[32] Citing Sheehan , 938 N.E.2d at 689, the majority finds that "Franke Plating's delay in giving Cincinnati notice was unreasonable and that prejudice is, therefore, presumed here[,]" and holds that Franke Plating failed to designate sufficient evidence to rebut that presumption. Slip op. at 22, 23. I believe that Deveau's affidavit is sufficient to establish genuine issues of material fact regarding whether Cincinnati was prejudiced by Franke Plating's delay. Denying Franke Plating the coverage that it paid for in the absence of any prejudice to Cincinnati would result in a disproportionate forfeiture, and "forfeitures are generally disfavored by the law."
*269Gates v. Houston , 897 N.E.2d 532, 536 (Ind. Ct. App. 2008).

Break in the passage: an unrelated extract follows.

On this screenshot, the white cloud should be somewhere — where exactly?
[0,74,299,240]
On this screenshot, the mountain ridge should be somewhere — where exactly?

[33] For its part, Cincinnati relies on Maplehurst Farms I , in which a divided panel of this Court stated that "where an insured enters into a settlement agreement without the insurer's consent in violation of a voluntary payment provision , that obligation cannot be recovered from the insurer, and prejudice is irrelevant." 953 N.E.2d at 1161 (emphasis added).16 This begs the question, unanswered by my colleagues, of whether Franke Plating entered into its settlement agreements in violation of the 1987 Policy's voluntary payment provision. Franke Plating argues that it did not, and I believe that it designated enough evidence to establish genuine questions of fact on this issue.17
[34] There is a fundamental difference between not being able to recover defense costs and forfeiting the indemnification rights pursuant to the policy. Upon remand, Cincinnati would still be permitted to argue prejudice sufficient to warrant forfeiture of their indemnification obligation, but I do not think that summary judgment on that issue is appropriate on this record. In sum, I would reverse the trial court's entry of summary judgment for Cincinnati, affirm its denial of summary judgment for Franke Plating, and remand for further proceedings.18
As did Judge May in her dissent, I disagree with the Maplehurst "majority's apparent premise that after [Dreaded v. St. Paul Guardian Insurance Co. ], reasonableness is no longer a permissible consideration in our analysis of late-notice disputes[,]" because "[s]uch a premise is inconsistent with the explicit language of [Miller v. Dilts ], and nothing in [Dreaded ] suggests reasonableness must, should, or can be disregarded." 953 N.E.2d at 1163 (May, J., dissenting).
The voluntary payment provision in Maplehurst Farms I reads, "No insureds will, except at their own cost, voluntarily make a payment, assume any obligation, or incur any expense, other than for first aid, without our consent. " 953 N.E.2d at 1156 (emphasis added). The italicized phrase is absent from the 1987 Policy in this case. I do not agree with Franke Plating that the absence of this phrase is dispositive of whether it violated the 1987 Policy's voluntary payment provision, but I do believe that it militates against a denial of coverage.
I believe that genuine issues of material fact exist regarding whether the "known loss" doctrine applies to the Wayne Reclamation claim, whether the Atlantic States claim involves "property damage," and whether Franke Plating is entitled to prejudgment interest.